Challenges and Considerations
While the AI-enabled predict-and-verify approach is powerful, it is not a silver bullet. There are important challenges to navigate:
- Inaccessibility to data: One of the biggest barriers to accelerating R&D is simply finding and using the data required to train effective models. Much of the information scientists and engineers need is scattered across siloed systems, stored in inconsistent formats, or not digitised at all. Even when it is available, data can be difficult and time-consuming to clean, structure, and interpret. This slows down progress long before experimentation begins.
- Reproducibility: When AI predicts promising candidates, it’s critical that these predictions are verifiable. Researchers recently highlighted the importance of reproducible materials informatics work, especially in frameworks that claim to predict inorganic material properties.

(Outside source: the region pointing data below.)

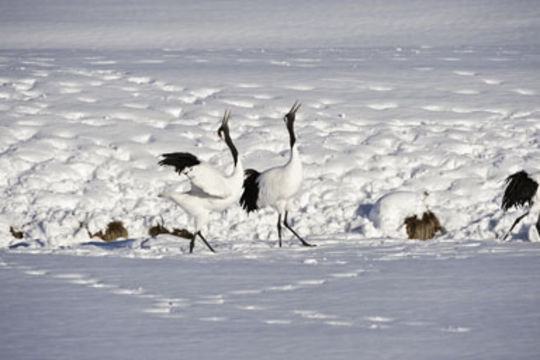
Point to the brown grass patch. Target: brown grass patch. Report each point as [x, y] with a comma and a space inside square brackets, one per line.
[16, 234]
[161, 229]
[115, 230]
[424, 228]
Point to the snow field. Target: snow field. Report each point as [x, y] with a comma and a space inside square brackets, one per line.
[83, 133]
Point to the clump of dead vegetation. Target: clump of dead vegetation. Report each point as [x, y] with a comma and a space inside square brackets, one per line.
[161, 229]
[424, 228]
[115, 230]
[16, 234]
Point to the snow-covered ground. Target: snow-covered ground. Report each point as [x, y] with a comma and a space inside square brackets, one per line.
[420, 96]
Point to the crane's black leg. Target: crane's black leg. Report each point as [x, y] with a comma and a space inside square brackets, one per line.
[514, 224]
[206, 242]
[279, 229]
[294, 232]
[192, 243]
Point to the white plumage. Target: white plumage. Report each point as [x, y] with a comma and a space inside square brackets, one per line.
[276, 186]
[210, 189]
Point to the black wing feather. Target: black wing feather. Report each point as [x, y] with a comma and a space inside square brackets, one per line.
[520, 190]
[251, 190]
[180, 161]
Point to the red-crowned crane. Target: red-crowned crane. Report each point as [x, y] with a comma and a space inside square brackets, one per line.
[522, 189]
[210, 189]
[276, 186]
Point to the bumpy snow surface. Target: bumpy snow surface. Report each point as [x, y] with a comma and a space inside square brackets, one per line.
[398, 99]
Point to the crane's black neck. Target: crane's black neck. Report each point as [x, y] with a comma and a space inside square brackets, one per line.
[290, 128]
[231, 146]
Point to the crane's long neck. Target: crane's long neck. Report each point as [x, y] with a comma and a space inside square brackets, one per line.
[292, 137]
[231, 146]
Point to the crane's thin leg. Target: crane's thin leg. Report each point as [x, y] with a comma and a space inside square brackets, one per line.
[294, 232]
[192, 243]
[514, 225]
[279, 229]
[206, 242]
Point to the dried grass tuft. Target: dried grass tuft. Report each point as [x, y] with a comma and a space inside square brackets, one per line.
[161, 229]
[115, 230]
[16, 234]
[424, 228]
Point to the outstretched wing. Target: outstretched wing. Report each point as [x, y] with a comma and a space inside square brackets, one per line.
[205, 180]
[520, 190]
[180, 161]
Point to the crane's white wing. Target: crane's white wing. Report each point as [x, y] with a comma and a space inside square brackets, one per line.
[208, 180]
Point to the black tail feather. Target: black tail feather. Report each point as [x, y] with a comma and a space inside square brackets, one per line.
[180, 161]
[520, 190]
[251, 190]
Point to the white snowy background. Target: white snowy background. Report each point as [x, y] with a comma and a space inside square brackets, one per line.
[437, 96]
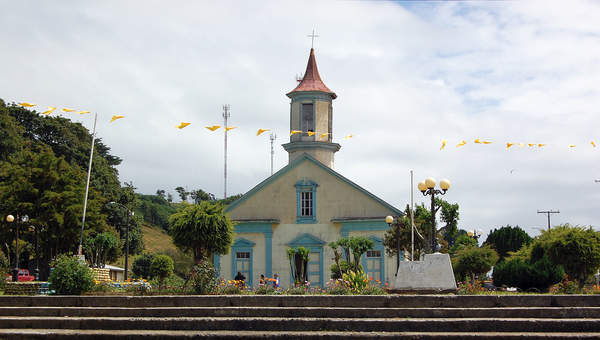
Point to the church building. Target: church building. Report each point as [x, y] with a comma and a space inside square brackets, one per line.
[306, 203]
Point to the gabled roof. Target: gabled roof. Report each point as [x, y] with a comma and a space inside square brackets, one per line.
[312, 80]
[295, 163]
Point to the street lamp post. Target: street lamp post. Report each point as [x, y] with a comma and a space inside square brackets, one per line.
[390, 220]
[36, 271]
[126, 237]
[427, 187]
[10, 219]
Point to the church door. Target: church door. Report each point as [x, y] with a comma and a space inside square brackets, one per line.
[314, 268]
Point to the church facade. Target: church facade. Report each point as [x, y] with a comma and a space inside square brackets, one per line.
[306, 203]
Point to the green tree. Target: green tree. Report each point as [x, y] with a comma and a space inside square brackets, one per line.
[353, 248]
[182, 193]
[507, 239]
[70, 276]
[141, 265]
[575, 248]
[161, 268]
[462, 241]
[202, 228]
[101, 249]
[474, 261]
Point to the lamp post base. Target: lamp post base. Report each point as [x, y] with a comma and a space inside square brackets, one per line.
[433, 274]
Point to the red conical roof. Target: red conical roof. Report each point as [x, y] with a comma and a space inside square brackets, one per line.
[312, 81]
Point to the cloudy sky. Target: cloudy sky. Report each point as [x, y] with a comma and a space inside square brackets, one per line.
[407, 75]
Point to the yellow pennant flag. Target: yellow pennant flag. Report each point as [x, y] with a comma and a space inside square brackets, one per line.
[260, 131]
[115, 117]
[49, 111]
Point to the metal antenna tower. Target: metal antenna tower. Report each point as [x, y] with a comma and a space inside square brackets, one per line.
[548, 212]
[272, 137]
[226, 115]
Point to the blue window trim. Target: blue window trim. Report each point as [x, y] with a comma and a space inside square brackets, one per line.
[314, 244]
[267, 230]
[303, 186]
[242, 245]
[378, 246]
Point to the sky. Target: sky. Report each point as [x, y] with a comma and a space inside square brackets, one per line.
[407, 74]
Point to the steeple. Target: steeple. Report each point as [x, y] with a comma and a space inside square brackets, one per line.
[312, 80]
[311, 117]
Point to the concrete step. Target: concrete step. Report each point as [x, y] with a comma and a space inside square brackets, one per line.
[522, 325]
[387, 301]
[315, 312]
[19, 334]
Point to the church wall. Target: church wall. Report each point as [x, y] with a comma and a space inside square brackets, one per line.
[334, 198]
[389, 261]
[322, 118]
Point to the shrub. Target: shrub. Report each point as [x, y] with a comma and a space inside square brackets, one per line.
[203, 278]
[161, 268]
[141, 265]
[373, 290]
[264, 290]
[566, 286]
[518, 273]
[356, 281]
[70, 276]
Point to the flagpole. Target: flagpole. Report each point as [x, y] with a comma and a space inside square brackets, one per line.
[412, 221]
[87, 187]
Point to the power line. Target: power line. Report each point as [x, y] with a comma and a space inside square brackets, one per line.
[226, 115]
[272, 137]
[548, 212]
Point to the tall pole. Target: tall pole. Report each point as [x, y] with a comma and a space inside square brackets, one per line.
[126, 245]
[412, 220]
[433, 229]
[226, 116]
[272, 137]
[87, 186]
[548, 212]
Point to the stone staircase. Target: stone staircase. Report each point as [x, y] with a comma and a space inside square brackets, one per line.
[300, 317]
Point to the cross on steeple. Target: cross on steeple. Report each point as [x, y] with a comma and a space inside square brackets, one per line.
[312, 36]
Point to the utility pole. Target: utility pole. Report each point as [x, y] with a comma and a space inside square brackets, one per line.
[548, 212]
[272, 137]
[226, 115]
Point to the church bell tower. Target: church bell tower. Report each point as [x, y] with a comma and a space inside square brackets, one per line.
[311, 117]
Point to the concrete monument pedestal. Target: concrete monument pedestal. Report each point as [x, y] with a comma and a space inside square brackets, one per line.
[432, 275]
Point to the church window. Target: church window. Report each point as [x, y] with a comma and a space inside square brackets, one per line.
[306, 192]
[308, 118]
[306, 204]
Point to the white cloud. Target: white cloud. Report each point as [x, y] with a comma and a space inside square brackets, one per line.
[406, 77]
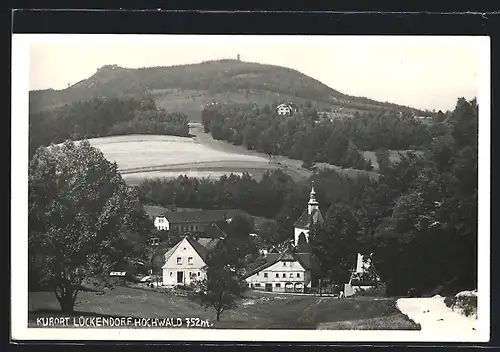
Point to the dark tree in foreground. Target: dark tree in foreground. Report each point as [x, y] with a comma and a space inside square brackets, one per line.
[83, 219]
[221, 288]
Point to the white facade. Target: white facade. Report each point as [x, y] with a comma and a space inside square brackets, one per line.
[161, 223]
[282, 276]
[284, 109]
[183, 266]
[361, 265]
[297, 231]
[312, 206]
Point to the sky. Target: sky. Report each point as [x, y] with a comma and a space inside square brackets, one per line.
[426, 73]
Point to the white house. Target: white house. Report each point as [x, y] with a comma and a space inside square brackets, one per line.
[284, 109]
[161, 223]
[283, 272]
[184, 263]
[312, 215]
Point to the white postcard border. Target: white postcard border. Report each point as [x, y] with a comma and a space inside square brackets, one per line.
[19, 196]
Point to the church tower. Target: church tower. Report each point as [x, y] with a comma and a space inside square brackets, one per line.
[312, 215]
[313, 204]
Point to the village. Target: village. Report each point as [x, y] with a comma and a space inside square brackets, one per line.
[232, 194]
[289, 269]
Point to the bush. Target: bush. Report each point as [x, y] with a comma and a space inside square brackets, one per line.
[379, 290]
[466, 305]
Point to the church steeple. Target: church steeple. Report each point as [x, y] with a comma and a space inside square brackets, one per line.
[313, 203]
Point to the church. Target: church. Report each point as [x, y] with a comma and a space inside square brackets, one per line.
[292, 270]
[311, 216]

- Interpretability: For AI to be trusted in R&D, models must be explainable. Otherwise, chemists may not trust or act on recommendations. Explainable AI research in manufacturing has shown how model outputs can be visualised to guide design decisions.
- Integration with existing workflows: AI should augment, not replace, human workflows. Labs must adapt: build systems for data capture, deploy feedback loops between modelling and experimentation, and invest in collaborative skills.
The bigger picture: AI’s role in the future of manufacturing
The transition from trial-and-error to predict-and-verify is more than a technical upgrade. It represents a cultural shift in R&D. AI will not only accelerate innovation, but also democratise it. Smaller companies with fewer resources can compete by leveraging predictive models to guide their experiments. The future of manufacturing R&D will be defined by intelligent experimentation, where machines and humans collaborate in a tight loop of prediction, verification, and refinement.
Crucially, AI is not here to replace scientists or engineers. By handling repetitive data processing and narrowing the field of promising candidates, AI allows scientists to spend more time doing science, and engineers to focus on engineering. Rather than automating people out of the process, AI amplifies human expertise and removes bottlenecks that prevent teams from working at their full creative and technical potential.
Manufacturing R&D has long been stuck in a cycle of slow, resource-intensive trial and error. With AI, that’s changing. By shifting to a predict-and-verify paradigm, companies can radically reduce waste, cost, and time-to-market and accelerate innovation in critical sectors.
The most powerful applications arise when domain experts and data scientists work together, using specialised models tailored to the physical, chemical, and structural properties of materials. The promise of AI in this context isn’t just about automation, it’s about smarter experimentation, more efficient discovery, and more sustainable manufacturing.
We are entering a new era where R&D is not measured in failed trials, but in validated predictions. The companies that embrace this approach will lead the next wave of industrial innovation.